FCC gives Verizon the all-clear to exit Washington State, transfer lines to Frontier

A month after Washington's Utilities & Transportation Commission signed off on Verizon's plan to sell its Washington landlines to a small rural telecom provider, the Federal Communications Commission has followed suit (PDF):
Today, the Federal Communications Commission approved the transfer of 4.8 million lines in primarily rural and smaller-city areas to Frontier Communications Corp. from Verizon Communications Inc. This transaction -- which includes significant deployment commitments from Frontier -- will help advance the goals of the National Broadband Plan by bringing broadband to millions of consumers, small businesses, and anchor institutions in 14 states across the West, Midwest, and South.

The Commission issued the Order after carefully reviewing the record, requesting extensive additional data from the applicants, and accepting substantial commitments offered by Frontier and Verizon to mitigate potential harms and ensure public interest benefits.
For those who can't read between the lines (bureaucratese can be a bit confusing), here's a translation of the announcement in plain English:
Today, the Federal Communications Commission once again rubber stamped a tax-exempt, unjustifiable megadeal between a big telecommunications company (Verizon), which selfishly wants to concentrate on providing service to denser, wealthier neighborhoods and a smaller communications company (Frontier) eager to triple in size overnight by buying the bigger company's assets in fourteen states. This transaction — which was cooked up more than a year ago — is being allowed to proceed because we at the FCC are easily persuaded to believe that for-profit companies will put the public interest first if we let them do what they want.

(Also, we simply don't know how to say NO.)

The Commission issued the Order after carefully reviewing what Verizon and Frontier's executives had to say, requesting a lot of documents so we could say we did our homework, and allowing the applicants to proceed after getting them to agree to a set of wimpy conditions which we hope will prevent affected customers from being screwed.
In all seriousness, that rewritten excerpt is a more honest summary of what's going on. The FCC represented the last hurdle for Verizon and Frontier's transaction, which has already been approved at the state level by all the regulatory agencies with jurisdiction. The deal is expected to close this coming July 1st.

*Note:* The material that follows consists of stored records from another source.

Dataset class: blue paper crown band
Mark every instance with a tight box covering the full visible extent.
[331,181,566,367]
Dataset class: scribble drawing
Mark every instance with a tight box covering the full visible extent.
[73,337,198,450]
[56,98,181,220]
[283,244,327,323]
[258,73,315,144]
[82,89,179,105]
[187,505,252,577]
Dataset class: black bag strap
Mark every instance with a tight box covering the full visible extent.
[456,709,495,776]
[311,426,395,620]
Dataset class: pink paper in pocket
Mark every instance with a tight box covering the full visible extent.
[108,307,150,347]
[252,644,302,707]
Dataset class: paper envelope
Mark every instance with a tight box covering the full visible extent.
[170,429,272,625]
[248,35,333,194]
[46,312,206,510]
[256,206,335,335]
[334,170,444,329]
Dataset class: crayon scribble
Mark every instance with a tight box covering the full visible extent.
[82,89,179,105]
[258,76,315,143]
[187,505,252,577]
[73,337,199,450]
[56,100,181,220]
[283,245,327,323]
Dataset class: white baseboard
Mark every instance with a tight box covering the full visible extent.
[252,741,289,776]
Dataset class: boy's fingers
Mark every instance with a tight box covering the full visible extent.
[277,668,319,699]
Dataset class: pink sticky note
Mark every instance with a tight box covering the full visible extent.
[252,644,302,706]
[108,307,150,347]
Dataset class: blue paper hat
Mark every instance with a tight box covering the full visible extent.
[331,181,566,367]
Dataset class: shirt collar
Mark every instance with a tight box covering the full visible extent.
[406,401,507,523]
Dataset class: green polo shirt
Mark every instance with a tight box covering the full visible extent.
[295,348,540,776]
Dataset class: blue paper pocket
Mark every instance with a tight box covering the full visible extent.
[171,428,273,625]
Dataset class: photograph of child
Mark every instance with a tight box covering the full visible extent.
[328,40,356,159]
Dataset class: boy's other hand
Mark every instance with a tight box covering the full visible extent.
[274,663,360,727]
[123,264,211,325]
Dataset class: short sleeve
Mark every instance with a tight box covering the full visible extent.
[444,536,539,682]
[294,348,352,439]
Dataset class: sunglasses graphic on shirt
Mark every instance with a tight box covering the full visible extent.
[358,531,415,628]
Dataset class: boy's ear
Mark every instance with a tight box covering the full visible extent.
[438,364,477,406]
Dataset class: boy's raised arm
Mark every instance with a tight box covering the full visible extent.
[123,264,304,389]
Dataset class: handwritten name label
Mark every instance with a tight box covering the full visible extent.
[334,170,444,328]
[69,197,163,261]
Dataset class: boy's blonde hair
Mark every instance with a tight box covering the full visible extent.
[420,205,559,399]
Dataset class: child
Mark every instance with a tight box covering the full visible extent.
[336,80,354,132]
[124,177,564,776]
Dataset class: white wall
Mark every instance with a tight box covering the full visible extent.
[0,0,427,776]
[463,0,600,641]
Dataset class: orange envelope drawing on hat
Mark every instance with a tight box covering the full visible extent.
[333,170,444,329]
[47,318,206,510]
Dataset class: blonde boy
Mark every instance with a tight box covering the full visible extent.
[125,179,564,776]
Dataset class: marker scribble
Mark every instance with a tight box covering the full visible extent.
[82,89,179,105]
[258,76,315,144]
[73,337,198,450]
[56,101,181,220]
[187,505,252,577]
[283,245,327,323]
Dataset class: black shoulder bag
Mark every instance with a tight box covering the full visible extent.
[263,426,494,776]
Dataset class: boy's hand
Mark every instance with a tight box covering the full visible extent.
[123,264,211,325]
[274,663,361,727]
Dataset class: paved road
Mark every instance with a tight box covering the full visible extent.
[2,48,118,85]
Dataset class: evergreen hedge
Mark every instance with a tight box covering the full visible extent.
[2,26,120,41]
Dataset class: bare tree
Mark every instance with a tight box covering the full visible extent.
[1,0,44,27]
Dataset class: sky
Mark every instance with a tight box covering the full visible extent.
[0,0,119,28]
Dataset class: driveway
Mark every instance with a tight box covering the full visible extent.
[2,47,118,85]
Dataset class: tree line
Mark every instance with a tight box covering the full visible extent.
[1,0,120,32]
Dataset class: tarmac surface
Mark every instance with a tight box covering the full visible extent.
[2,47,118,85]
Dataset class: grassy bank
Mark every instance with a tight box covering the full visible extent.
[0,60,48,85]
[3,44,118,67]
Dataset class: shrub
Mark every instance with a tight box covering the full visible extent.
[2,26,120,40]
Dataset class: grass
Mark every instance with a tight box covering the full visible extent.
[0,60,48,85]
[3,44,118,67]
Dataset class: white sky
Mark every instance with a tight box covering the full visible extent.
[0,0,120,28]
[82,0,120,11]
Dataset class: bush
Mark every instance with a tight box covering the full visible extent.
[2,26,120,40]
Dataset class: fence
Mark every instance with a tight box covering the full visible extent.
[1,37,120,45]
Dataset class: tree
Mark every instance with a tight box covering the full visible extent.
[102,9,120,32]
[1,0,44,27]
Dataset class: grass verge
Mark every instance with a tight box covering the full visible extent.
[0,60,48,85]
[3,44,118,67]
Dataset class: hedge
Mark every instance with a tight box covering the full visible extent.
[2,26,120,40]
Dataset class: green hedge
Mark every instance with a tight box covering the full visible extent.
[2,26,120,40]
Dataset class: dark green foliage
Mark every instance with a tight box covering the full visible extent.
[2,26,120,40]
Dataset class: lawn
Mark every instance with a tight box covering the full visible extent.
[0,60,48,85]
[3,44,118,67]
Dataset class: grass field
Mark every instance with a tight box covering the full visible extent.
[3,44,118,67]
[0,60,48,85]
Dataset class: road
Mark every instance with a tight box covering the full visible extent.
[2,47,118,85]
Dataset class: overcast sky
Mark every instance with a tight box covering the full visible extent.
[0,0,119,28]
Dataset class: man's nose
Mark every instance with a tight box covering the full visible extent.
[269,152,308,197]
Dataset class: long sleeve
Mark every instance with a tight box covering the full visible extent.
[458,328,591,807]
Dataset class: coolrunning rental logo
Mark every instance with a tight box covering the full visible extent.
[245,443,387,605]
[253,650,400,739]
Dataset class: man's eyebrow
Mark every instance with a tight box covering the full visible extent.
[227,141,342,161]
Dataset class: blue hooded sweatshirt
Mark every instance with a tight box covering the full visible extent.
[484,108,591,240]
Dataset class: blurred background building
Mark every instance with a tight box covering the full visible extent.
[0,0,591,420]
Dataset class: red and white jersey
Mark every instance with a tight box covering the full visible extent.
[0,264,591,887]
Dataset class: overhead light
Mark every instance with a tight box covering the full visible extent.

Verizon and Frontier Territories in the Pacific Northwest
Washingtonians, Oregonians, and Idahoans who currently receive service from Verizon will soon find themselves dealing with a different company. The majority of Frontier's new customers in the Pacific Northwest are telephone and DSL subscribers, but there are a significant minority who are FiOS subscribers.

Comcast has been trying to capitalize on potential confusion created by the deal by running ads in local newspapers proclaiming that "Verizon FiOS is Leaving Washington". (Similar ads are being placed in Oregon newspapers).

Technically, that's true, but Frontier isn't going to come in and pull the plug on its new FiOS customers; that would make no sense. Homes and businesses that already have FiOS probably don't have much to worry about. Those who should be really unhappy with this deal are the folks who don't have FTTP (fiber to the premises), because it's unlikely that Frontier will have the resources to bring FiOS service to additional neighborhoods in the Pacific Northwest. They're going into debt in order to pay Verizon for all those landlines.